- 2 tbsp plain flour
- 2 tbsp butter
- 250ml milk
- 50ml ale or stout
- 80g extra mature cheddar
- 1½ tsp English mustard
- 1 tsp Worcestershire sauce , plus extra to serve
- pinch cayenne pepper
- 1 tbsp vegetable or rapeseed oil , plus extra for the eggs if using
- 2 onions , halved and thinly sliced
- 1 tbsp light brown soft sugar
- 1 tbsp Marmite
- 4 chunky slices sourdough bread
- 2 eggs (optional)
- STEP 1
Put the flour, butter, milk, beer, cheese and mustard into a pan, set over a medium heat and stir with a whisk until thickened and smooth. Add the Worcestershire sauce and cayenne. Cover the surface with a piece of baking parchment or cling film to prevent a skin forming and set aside to cool. You can make the rarebit sauce up to three days before using (store in the fridge).
- STEP 2
Heat the oil in a frying pan. Cook the onions in the pan for 15-20 mins until caramelised.

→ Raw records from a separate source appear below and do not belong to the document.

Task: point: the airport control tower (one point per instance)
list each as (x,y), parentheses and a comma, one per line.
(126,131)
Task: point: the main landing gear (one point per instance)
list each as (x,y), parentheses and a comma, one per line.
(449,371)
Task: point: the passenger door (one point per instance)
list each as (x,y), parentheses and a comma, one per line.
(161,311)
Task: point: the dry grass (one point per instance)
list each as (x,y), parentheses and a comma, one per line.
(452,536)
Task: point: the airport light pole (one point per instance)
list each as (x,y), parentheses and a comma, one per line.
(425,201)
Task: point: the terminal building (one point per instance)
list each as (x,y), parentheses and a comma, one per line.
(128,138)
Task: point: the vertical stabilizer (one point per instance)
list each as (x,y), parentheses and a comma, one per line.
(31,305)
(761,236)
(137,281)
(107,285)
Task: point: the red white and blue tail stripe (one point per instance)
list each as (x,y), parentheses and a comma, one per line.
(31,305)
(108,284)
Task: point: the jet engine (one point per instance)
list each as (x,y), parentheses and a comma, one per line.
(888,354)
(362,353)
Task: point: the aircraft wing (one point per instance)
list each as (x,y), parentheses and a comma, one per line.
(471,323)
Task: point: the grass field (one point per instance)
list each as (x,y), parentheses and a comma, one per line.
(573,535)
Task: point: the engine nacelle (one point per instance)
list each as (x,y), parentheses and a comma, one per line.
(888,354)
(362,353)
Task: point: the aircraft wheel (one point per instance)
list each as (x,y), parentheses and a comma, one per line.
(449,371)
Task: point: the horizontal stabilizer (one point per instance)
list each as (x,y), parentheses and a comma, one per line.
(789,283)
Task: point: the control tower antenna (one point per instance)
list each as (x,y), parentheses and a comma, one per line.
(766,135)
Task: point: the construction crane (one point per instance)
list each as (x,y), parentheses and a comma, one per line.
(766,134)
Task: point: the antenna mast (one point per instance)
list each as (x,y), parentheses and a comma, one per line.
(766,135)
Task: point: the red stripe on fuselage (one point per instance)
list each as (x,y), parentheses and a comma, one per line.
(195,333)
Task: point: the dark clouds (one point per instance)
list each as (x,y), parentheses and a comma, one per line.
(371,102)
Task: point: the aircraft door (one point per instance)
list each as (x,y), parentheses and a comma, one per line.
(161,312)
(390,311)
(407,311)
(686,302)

Add the sugar and Marmite to the onions and cook for another 2-3 mins until sticky, adding a splash of water if it looks dry.
- STEP 3
Toast the slices of bread lightly and heat the grill. If you’re serving with an egg, heat a frying pan with a drizzle of oil. Spread 2 slices of toast with the onions and top with half the rarebit mixture. Cover the remaining 2 slices of bread with the rest of the rarebit mixture. Place under the grill until bubbling (about 2-3 mins), then sandwich the slices together with the cheesy onions in the middle. While they’re cooking, fry the eggs to your liking. Top the sandwiches with a few shakes of Worcestershire sauce, a grinding of pepper and the eggs.